There are several binding sites for Egr-1 that are located in the GC-rich region of the 5`-flanking region of the PDGF-A chain promoter. However, Egr peptide does not form protein-DNA complexes when incubated with the labeled oligomer and preincubation of nuclear extracts with Egr-1 antibody does not interfere with binding of PDGF-A-BP-1 (Fig. 8). These data indicate that the putative factor is not Egr-1. In addition, there are a number of SP-1 binding sites located in the GC-rich region of PDGF-A chain promoter. Comparison of sequence homology for SP-1 binding site and that for PDGF-A-BP-1 reveal some homology at the 3`-end of the binding sequence for PDGF-A-BP-1. We therefore used SP-1 for competition analysis in gel mobility shift assays. By using labeled oligomer (-82 to -102) or SP-1 oligomer, we have shown that PDGF-A-BP-1 is not SP-1 (Fig. 6Fig. 7Fig. 8). This is due to the fact that the consensus sequence for SP-1 did not compete with the PDGF-A-BP-1 binding sequence ( Fig. 6and Fig. 7) and the PDGF-A-BP-1 binding sequence did not compete with SP-1 for binding (Fig. 7). Deletion of specific bases within the PDGF-A-BP-1 binding sequence demonstrates that sequences -82 to -96 of PDGF-A chain promoter are required for binding of the PDGF-A-BP-1 (Fig. 9). These data, together with functional analysis of PDGF-A-BP-1 sequences (Fig. 10), strongly suggest that PDGF-A-BP-1 is a novel nuclear protein.

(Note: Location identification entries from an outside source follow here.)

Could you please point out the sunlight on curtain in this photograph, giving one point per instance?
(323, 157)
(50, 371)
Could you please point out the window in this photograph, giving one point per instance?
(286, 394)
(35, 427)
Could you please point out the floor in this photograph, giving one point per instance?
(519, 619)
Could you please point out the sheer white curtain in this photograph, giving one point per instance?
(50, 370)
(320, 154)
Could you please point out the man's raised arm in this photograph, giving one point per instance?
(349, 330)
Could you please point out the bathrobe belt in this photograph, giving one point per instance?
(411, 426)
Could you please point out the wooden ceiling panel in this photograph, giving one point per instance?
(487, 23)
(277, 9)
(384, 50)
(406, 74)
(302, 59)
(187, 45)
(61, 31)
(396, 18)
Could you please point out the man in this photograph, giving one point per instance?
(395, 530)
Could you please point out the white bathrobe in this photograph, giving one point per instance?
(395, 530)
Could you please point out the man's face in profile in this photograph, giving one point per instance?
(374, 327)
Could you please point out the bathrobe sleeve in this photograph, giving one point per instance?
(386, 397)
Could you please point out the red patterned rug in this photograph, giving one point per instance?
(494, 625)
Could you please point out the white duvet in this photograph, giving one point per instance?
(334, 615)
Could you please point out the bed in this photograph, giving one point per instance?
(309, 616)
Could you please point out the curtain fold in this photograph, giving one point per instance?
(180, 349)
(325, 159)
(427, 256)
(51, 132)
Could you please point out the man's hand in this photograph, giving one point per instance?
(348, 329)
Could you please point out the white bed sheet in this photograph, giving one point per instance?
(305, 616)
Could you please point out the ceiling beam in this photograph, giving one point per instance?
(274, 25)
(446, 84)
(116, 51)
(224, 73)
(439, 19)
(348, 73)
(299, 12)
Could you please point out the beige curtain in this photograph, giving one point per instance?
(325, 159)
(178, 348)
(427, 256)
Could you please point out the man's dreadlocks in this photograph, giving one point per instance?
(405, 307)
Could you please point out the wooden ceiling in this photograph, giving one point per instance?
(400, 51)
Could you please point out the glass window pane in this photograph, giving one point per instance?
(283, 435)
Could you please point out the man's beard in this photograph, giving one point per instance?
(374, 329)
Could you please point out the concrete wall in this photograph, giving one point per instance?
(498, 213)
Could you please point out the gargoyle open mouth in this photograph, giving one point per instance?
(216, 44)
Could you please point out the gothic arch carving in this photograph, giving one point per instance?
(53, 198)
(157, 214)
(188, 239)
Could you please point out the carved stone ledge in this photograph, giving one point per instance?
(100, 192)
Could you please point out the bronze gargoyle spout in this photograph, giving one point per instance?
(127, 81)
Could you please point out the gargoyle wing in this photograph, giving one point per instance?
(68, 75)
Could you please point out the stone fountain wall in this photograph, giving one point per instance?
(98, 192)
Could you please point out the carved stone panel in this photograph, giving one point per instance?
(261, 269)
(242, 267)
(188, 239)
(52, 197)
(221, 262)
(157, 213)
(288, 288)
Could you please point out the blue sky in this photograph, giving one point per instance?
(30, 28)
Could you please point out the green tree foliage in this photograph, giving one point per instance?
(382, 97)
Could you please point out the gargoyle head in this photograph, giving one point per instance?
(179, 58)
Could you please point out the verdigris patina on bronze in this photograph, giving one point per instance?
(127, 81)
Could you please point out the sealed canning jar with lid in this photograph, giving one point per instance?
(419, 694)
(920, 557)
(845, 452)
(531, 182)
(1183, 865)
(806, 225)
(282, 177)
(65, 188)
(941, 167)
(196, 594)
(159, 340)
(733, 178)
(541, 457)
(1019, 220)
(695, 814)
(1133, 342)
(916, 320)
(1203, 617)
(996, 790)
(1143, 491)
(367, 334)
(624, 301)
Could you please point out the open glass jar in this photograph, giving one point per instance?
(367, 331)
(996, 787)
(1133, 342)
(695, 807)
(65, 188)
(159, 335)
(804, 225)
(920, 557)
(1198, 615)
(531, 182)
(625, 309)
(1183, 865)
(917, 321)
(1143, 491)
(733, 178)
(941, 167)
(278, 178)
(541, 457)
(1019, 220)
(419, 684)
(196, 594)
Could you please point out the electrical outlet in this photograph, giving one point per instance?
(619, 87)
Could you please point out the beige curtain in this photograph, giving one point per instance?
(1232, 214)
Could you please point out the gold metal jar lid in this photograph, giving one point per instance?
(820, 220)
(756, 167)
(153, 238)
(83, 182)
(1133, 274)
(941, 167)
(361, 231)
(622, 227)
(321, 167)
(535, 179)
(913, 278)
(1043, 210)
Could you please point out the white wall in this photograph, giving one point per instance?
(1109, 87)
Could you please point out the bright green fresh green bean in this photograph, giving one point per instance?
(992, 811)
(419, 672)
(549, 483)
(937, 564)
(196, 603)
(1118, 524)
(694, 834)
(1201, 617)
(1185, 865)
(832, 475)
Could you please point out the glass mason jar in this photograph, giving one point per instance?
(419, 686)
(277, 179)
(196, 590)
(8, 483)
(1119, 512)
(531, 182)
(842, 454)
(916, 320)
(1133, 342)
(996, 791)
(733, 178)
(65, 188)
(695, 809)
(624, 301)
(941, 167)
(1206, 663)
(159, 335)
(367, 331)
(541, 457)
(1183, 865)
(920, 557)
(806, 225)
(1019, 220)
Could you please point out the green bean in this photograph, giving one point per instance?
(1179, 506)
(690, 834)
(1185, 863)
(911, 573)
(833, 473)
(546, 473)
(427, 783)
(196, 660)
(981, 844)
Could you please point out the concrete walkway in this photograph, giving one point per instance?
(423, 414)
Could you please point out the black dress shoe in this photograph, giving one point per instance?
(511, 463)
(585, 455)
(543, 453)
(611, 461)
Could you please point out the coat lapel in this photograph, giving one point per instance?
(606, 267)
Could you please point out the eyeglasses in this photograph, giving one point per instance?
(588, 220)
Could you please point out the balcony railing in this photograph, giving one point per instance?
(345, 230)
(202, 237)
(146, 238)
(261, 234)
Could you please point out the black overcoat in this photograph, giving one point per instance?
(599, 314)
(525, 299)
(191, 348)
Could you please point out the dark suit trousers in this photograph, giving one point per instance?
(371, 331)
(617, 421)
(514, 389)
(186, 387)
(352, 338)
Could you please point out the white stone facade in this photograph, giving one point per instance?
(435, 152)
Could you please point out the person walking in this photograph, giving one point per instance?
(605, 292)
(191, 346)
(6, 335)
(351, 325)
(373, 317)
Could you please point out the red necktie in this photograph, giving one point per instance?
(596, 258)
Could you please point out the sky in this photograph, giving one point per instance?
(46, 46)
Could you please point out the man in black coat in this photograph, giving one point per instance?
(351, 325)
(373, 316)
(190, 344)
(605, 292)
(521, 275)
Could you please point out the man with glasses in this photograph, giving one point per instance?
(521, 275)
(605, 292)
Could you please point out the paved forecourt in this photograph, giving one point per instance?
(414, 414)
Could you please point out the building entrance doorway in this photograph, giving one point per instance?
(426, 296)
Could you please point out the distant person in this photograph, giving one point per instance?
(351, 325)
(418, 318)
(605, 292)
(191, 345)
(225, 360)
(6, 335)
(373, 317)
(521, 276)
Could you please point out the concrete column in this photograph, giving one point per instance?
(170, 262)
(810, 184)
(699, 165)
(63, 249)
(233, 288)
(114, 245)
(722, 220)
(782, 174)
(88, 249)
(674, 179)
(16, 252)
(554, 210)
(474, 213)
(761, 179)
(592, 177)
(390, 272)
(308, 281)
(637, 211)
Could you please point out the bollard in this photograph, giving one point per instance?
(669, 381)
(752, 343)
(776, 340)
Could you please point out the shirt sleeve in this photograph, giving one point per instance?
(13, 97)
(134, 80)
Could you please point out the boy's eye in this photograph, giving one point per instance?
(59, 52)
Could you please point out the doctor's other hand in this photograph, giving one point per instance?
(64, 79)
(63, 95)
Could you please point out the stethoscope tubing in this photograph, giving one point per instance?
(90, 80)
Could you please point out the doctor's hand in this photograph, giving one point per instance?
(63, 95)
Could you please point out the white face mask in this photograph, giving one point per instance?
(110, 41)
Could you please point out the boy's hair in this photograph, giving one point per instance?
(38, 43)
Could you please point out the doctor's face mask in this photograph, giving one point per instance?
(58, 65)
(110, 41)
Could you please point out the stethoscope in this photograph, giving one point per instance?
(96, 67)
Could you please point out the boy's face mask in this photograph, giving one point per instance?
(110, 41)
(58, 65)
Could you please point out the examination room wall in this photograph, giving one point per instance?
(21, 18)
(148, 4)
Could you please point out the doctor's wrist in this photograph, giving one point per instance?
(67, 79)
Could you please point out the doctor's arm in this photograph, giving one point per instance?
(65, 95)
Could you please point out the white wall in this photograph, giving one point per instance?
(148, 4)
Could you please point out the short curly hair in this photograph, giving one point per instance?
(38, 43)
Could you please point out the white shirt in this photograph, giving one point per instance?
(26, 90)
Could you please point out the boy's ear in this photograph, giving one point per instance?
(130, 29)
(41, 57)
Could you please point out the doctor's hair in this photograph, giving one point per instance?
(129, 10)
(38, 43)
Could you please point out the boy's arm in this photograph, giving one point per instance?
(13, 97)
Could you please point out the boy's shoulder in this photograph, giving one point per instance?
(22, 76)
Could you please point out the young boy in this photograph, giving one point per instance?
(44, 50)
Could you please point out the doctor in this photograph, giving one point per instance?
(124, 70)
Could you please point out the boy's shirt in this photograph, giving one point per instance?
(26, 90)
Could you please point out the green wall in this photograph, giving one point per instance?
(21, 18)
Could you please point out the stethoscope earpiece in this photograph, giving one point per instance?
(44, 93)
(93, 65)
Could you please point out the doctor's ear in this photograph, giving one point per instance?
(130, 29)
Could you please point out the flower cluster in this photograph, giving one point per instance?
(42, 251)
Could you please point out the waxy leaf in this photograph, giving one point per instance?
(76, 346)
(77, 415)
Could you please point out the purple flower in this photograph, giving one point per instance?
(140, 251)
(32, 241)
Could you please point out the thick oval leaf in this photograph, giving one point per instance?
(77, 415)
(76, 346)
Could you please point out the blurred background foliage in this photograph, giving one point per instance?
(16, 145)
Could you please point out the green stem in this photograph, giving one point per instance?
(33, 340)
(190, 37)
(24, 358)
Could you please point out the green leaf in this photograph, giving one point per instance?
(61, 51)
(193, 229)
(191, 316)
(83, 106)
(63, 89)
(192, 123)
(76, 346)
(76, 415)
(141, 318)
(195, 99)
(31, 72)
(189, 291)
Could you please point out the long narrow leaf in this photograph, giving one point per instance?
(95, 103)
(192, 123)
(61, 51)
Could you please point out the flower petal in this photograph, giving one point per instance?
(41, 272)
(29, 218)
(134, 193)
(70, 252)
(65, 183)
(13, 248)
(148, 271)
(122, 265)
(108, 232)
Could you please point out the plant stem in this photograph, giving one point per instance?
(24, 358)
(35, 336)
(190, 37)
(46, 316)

In conclusion, we have identified by DNase I footprint analysis, a sequence (-82 to -102) in the 5`-flanking region of the PDGF-A chain promoter which is a site for binding of nuclear protein (PDGF-A-BP-1) in human mesangial cells. PMA caused severalfold induction of PDGF-A-BP-1 as demonstrated by gel mobility shift analysis. Based on gel mobility shift analysis with specific and nonspecific competitors, it appears that PDGF-A-BP-1 is a new nuclear protein and thus has the potential to play an important role in the regulation of PDGF-A chain gene transcription in mesangial cells and other vascular pericytes.